Also at 90 degrees there are 0 lumens because the intensity is 0 while area is max.
You need to take the area integral of this lobe graph, not just the spatial distribution that is on LED datasheets.
Read my post above, you need to take into account area, not just intensity.
Think about measuring the lux from an LED with the luxmeter at the end of a 1m long stick.
When you move around the hemisphere there is a lot more places the luxmeter can be when you’re near 90 degrees.
When the luxmeter is right in front of the LED, there’s only one spot.
Well, the lux meter can be 30deg. to either side of the central axis of the LED and still read 90% luminous intensity of dead center. I found a calculator online and found the surface area of a parabolic reflector for a front-facing LED whose diameter is the approximately the same as the distance from opening to focal point about four times that of the surface area of the opening. But even though the surface area is four times as large, the light intensity I would estimate to be about 2/3 that of the light emitted from a 30deg. to 0. And the efficacy of an electroformed parabolic reflector surface with rhodium coating is around 90%; I’m sure the cast, machined, and polished/coated surface of say a BLF GT to be slightly less. So maybe the ratio of light from the reflector versus light directly from 0-30deg. is more like 2:1 rather than 3:1.
But the reason for using these emitters is to effect a longer throw, not to put the light on an integrating sphere to get a lux reading. Your very own OptoFire uses that 30deg. half angle since that’s the aperture size of the RLT you used,. And the lens is approximately the same size as the reflector on the GT - yet it throws farther than a Black Flat installed in a GT with a reflector - despite the GT’s reflector having over four times the surface area of the RLT collar you used. A collar which you noted is about 33% efficient at collecting light from 30deg - 90deg. So using your theory a larger collar (with the same aperture angle) would be more efficient - but I don’t think so, because any errors on the surface would be greatly magnified dur the distance of the reflector from the LES. But for a larger emitter it may be beneficial.

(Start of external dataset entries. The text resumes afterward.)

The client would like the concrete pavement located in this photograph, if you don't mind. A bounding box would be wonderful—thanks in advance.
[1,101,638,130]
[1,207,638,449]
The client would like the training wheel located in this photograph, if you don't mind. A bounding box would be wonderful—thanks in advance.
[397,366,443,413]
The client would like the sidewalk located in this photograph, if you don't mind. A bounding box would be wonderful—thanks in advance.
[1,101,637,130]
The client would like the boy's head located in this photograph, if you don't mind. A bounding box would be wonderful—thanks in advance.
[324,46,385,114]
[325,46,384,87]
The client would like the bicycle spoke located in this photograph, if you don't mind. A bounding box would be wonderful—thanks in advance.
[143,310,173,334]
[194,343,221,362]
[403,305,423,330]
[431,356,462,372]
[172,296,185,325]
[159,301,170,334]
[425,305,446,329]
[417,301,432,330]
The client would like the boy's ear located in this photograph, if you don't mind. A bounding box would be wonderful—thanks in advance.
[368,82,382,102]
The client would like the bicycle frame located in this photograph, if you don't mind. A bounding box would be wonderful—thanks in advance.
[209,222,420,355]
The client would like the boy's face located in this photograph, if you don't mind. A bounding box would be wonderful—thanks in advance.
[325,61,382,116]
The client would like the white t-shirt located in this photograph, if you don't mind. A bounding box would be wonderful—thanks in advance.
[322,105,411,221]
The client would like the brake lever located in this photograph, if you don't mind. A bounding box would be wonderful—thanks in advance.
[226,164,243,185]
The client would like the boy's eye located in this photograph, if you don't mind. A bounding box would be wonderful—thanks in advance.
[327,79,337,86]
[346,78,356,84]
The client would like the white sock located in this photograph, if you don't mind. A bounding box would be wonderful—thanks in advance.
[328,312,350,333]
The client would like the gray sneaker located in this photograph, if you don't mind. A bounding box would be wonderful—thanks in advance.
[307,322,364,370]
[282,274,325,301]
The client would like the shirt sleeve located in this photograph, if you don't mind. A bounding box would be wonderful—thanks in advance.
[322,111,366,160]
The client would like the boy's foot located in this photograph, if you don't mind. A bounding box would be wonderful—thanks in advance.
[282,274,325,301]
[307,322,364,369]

LouieAtienza, I think one concept you are missing is that of luminance. This is a measure of the surface brightness (of the LED) and it is important in the determination of beam intensity or throw (intensity in cd is equal to luminance times apparent reflector area). The luminance of LEDs does not vary with angle; the reason the intensity goes down as you go to the side of the LED is because the apparent area decreases. See here for some explanation.
The intensity of a flashlight depends on two things, the emitter’s luminance (cd/mm^2) and the front area of the optic.
Just ignore reflectivity for now, to simplify things.
The luminous flux output of a flashlight depends on the angle of light collection, because the angle tells us both the area on the hemisphere as well as the intensity.
Try playing around with these calculators, you might see how things work when you adjust the value sliders:
Which is part of the “practicality” aspect. 12” vs. ~8.5” sounds like a lot to me…